Qiagen was founded 40 years ago with proprietary spin columns to isolate DNA and RNA, and the firm's blue boxes of kitted reagents are de rigueur in research and clinical labs. Entering the sales relationship "from this pivotal, unavoidable position" has allowed Qiagen to expand further into the molecular diagnostics workflow, Bernard said, "from sample to insight."

Sood said the advances in sample prep will include two new instruments. The QiaSymphony Connect will launch in 2025 and feature preconfigured workflows for liquid biopsy applications that enable high sample volumes, low eluate volumes, and low dead volumes. The QiaSprint Connect will be a benchtop instrument for high-throughput sample preparation, processing 192 samples per hour, and will launch in 2026.

For QuantiFeron, Bernard said the firm's medical education efforts have converted approximately 40 percent of the latent TB testing space from skin testing to blood testing and helped to persuade the World Health Organization to make blood-based assays the preferred method.

Going forward, Beils said in his presentation that the firm will access the remaining 60 percent of the TB testing market with a dedicated sales force and customer education and will expand its outreach in developing countries.

The firm will also grow QuantiFeron by adding automated liquid handling through partnerships with Tecan and Hamilton, and automated assay and result processing through its partnership with DiaSorin. With the latter, it is also collaborating to develop a Lyme disease assay, which Beils said is currently under review with the FDA.

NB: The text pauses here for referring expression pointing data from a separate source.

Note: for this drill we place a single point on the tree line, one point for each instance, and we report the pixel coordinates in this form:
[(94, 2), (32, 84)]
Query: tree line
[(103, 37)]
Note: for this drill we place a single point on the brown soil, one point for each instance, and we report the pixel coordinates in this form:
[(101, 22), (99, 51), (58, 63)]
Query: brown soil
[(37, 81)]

With streamlining efforts branded QiaEfficiency, Qiagen CFO Roland Sackers said the firm will streamline and consolidate on many levels, in part through deploying digital- and AI-based approaches.

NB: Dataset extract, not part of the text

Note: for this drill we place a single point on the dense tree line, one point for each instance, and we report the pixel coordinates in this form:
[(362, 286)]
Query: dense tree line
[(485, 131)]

In manufacturing, for example, Qiagen plans to use predictive analytics to improve supply chain and inventory management, Sackers said in his presentation at the event. It will also use AI optics to reduce scrapping by up to 15 percent, and AI-based post-market surveillance report generation will be faster and more accurate. In customer service, the firm will use SupportGPT to manage its approximately 75,000 tickets per year, reducing hands-on time by 15 percent, he also said.

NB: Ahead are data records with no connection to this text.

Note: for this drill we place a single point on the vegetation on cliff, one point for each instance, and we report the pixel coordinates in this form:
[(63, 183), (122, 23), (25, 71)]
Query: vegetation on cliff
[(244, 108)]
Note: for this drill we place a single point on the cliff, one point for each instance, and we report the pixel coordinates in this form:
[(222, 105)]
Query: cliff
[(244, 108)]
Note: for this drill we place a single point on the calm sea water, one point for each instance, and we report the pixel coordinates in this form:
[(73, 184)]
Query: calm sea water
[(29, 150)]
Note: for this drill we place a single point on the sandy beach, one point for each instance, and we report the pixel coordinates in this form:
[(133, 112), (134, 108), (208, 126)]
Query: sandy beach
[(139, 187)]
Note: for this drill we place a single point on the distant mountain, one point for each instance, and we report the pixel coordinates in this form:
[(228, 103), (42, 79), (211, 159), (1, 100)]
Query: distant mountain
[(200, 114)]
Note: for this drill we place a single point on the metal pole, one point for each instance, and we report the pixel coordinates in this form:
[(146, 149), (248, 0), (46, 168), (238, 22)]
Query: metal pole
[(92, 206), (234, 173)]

Likewise, Qiagen recently relocated its San Diego-based Verogen forensic testing business to Maryland. It has also begun participating in an online auction system to dispense with unneeded materials.

These small opportunities to reallocate resources are all expected to add up, Sackers said, noting that the firm also anticipates some potential refinancing opportunities going forward.

Adjusted operating income will grow from 28 percent to 31 percent through the combination of all of these efforts, Sackers said. The firm has already returned approximately $300 million to shareholders through a share repurchase in January 2024, and will ask shareholders to approve a new $300 million repurchase program in an upcoming meeting.